The requirement is part of that is overseen by the federal Environmental Protection Agency, DEEP spokesman Dennis Schain said.


Officials immediately came together with other towns including Meriden and Wallingford to fight the standards, however, saying it would cost more than $20 million to implement the requirements with no guarantee it would provide a solution.

Brumback said the latest development would mean “substantial savings” for the community while still addressing the problem, however.

“It takes us from having to spend approximately $18 million in capital and $250,000 to $300,000 per year in operational costs to between $35,000 and $50,000 per year in operational costs with no capital,” Brumback said. “We are hoping it will still have a positive impact for environment.”

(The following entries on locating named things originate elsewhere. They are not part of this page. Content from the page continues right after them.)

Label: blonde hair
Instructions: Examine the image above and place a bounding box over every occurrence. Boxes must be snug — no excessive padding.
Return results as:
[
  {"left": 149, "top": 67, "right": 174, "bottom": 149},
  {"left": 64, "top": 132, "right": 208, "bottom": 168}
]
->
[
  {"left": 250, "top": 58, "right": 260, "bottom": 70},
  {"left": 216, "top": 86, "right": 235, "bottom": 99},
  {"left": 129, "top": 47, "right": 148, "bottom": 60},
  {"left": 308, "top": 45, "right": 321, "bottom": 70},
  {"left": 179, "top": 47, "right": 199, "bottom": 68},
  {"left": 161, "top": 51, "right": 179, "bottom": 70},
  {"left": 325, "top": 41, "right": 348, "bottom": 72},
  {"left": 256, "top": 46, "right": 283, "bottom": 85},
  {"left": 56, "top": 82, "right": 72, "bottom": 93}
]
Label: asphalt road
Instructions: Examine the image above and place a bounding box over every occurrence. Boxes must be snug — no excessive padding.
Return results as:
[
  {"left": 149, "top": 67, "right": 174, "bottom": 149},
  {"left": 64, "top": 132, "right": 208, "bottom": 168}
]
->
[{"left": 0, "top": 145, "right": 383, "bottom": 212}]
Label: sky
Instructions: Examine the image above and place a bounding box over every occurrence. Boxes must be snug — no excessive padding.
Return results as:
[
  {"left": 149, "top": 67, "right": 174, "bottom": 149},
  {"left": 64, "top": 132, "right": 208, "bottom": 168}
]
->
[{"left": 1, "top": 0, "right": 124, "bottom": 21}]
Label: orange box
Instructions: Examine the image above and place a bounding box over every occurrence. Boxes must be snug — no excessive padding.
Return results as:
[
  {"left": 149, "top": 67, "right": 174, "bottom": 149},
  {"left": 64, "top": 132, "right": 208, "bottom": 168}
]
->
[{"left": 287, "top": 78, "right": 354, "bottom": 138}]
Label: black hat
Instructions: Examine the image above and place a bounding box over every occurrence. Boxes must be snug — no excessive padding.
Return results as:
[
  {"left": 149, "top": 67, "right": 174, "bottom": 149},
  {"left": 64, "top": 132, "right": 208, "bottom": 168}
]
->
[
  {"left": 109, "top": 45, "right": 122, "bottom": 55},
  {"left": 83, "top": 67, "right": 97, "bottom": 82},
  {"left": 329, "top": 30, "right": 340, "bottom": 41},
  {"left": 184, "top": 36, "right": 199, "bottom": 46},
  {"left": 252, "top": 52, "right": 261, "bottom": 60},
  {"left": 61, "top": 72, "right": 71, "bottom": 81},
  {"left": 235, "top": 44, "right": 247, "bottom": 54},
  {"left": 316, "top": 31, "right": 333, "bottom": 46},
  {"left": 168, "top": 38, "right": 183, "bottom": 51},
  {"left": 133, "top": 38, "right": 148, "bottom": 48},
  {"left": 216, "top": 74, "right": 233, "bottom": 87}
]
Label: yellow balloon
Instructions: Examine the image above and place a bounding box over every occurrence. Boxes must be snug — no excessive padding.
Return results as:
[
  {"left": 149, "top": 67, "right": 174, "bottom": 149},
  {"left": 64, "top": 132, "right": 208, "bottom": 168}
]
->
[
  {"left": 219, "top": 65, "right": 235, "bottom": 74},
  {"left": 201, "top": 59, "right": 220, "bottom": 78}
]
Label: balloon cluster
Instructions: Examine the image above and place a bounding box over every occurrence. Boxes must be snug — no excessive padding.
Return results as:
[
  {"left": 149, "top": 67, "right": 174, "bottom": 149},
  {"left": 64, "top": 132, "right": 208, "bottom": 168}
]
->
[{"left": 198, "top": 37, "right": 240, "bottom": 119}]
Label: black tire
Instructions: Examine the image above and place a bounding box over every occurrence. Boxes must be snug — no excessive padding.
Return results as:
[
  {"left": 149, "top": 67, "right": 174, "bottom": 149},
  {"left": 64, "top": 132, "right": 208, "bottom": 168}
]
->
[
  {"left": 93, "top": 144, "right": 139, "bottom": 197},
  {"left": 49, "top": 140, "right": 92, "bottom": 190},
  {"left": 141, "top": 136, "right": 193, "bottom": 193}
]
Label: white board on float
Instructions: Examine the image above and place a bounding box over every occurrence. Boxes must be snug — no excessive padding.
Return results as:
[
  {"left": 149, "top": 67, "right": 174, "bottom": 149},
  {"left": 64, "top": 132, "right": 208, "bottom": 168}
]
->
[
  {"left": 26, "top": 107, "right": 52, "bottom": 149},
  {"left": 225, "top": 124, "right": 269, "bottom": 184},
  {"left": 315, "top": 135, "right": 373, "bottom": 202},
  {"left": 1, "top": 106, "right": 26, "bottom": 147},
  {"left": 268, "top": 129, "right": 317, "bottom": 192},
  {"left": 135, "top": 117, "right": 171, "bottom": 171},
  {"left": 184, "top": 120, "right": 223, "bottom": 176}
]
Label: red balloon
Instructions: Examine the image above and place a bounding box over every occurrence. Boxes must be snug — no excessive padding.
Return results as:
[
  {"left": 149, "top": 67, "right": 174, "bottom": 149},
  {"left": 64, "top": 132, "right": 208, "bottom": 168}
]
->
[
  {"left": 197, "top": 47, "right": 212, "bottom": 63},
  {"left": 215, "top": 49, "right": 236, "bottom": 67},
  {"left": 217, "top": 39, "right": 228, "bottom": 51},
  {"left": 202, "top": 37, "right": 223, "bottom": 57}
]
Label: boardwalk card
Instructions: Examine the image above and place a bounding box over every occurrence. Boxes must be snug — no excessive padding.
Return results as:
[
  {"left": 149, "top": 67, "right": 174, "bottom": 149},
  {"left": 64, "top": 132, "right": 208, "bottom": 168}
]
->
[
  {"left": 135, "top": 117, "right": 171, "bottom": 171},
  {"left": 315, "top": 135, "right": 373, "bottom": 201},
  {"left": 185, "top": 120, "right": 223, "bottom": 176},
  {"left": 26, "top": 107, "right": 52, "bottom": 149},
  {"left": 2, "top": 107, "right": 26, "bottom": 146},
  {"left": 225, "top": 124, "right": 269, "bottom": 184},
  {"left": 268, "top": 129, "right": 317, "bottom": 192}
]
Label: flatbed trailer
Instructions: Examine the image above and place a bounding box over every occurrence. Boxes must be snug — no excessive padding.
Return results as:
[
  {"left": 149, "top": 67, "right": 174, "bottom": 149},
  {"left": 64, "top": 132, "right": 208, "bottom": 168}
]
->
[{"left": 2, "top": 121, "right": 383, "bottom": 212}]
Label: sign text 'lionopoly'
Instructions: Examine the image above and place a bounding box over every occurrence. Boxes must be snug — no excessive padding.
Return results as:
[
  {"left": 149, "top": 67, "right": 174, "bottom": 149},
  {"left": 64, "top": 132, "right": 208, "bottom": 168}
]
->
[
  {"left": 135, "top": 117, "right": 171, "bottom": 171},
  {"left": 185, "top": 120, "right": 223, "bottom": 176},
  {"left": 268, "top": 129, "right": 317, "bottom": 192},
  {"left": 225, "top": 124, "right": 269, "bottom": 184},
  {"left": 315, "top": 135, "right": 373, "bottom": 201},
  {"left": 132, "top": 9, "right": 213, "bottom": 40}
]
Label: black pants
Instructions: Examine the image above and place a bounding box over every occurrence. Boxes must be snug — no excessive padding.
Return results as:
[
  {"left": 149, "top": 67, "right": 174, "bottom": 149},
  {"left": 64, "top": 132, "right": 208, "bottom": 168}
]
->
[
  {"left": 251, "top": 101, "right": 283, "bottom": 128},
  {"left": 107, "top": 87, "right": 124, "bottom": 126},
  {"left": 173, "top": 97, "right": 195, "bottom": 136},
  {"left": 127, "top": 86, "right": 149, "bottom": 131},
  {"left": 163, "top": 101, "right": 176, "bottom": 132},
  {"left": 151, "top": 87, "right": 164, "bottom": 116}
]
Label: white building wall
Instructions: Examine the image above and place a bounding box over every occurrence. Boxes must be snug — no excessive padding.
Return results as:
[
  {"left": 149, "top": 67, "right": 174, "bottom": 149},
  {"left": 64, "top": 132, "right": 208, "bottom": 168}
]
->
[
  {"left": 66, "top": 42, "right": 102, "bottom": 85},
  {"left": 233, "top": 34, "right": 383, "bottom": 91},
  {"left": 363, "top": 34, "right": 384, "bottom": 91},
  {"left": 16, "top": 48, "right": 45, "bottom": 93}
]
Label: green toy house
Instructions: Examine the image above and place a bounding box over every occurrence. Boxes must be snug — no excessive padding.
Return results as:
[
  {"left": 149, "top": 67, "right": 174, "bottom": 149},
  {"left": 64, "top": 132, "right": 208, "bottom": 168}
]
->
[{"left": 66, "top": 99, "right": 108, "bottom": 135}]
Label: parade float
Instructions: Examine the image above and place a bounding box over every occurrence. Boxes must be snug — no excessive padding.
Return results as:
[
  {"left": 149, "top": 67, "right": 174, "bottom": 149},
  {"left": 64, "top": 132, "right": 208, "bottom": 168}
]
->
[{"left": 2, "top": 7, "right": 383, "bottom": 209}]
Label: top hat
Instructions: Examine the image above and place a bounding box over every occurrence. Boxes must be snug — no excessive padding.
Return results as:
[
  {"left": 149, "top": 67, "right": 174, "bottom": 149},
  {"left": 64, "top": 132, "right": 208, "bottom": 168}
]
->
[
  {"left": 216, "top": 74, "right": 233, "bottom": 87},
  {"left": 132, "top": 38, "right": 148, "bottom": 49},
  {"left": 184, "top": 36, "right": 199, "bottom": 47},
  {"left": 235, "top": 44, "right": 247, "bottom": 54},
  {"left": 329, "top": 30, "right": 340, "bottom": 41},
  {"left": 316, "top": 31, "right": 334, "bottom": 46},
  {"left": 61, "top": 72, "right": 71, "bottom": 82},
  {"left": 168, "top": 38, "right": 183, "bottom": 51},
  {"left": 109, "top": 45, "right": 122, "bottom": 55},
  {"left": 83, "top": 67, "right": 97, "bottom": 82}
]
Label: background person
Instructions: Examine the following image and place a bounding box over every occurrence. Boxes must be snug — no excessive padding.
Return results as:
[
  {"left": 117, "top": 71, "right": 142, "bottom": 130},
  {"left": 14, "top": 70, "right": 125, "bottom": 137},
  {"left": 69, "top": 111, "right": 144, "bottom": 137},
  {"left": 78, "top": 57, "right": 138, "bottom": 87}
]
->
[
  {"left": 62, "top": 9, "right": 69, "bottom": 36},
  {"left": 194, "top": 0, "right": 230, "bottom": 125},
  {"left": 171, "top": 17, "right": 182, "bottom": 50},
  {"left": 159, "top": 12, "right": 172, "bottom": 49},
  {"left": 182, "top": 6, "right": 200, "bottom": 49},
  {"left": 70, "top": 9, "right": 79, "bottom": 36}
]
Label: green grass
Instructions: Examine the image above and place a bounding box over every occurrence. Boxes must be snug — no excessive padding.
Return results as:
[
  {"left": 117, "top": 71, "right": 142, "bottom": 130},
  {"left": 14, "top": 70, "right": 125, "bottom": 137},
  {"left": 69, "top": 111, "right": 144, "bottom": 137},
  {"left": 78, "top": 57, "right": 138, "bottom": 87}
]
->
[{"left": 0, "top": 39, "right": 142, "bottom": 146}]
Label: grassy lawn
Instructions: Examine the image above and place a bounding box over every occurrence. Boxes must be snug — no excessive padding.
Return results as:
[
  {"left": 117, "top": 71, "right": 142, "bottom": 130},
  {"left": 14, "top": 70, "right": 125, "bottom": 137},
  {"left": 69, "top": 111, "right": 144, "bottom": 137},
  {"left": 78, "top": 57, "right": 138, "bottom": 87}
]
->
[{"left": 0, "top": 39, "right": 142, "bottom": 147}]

Under the plan, the state DEEP would review the process in five years and if there are any additional issues, the town would have four more years to make necessary upgrades to address the problem. The town will still meet with DEEP officials in November and early December before finalizing a deal.

Dobbins said Friday that he credits a joint effort between the communities, along with additional towns such as Danbury joining in the effort, as the reason the town is nearing an agreement.

“Was well worth time and effort from initial towns banding together, getting Danbury and other municipalities interested in this. It’s what got the DEEP to sit down at the table and discuss a compromise,” he said.

But Dobbins also cautions that the deal is not done yet and there’s still more work to be done.

“We are very optimistic that this will go through, but nothing in stone yet so as a town, we still need to be guarded,” he said.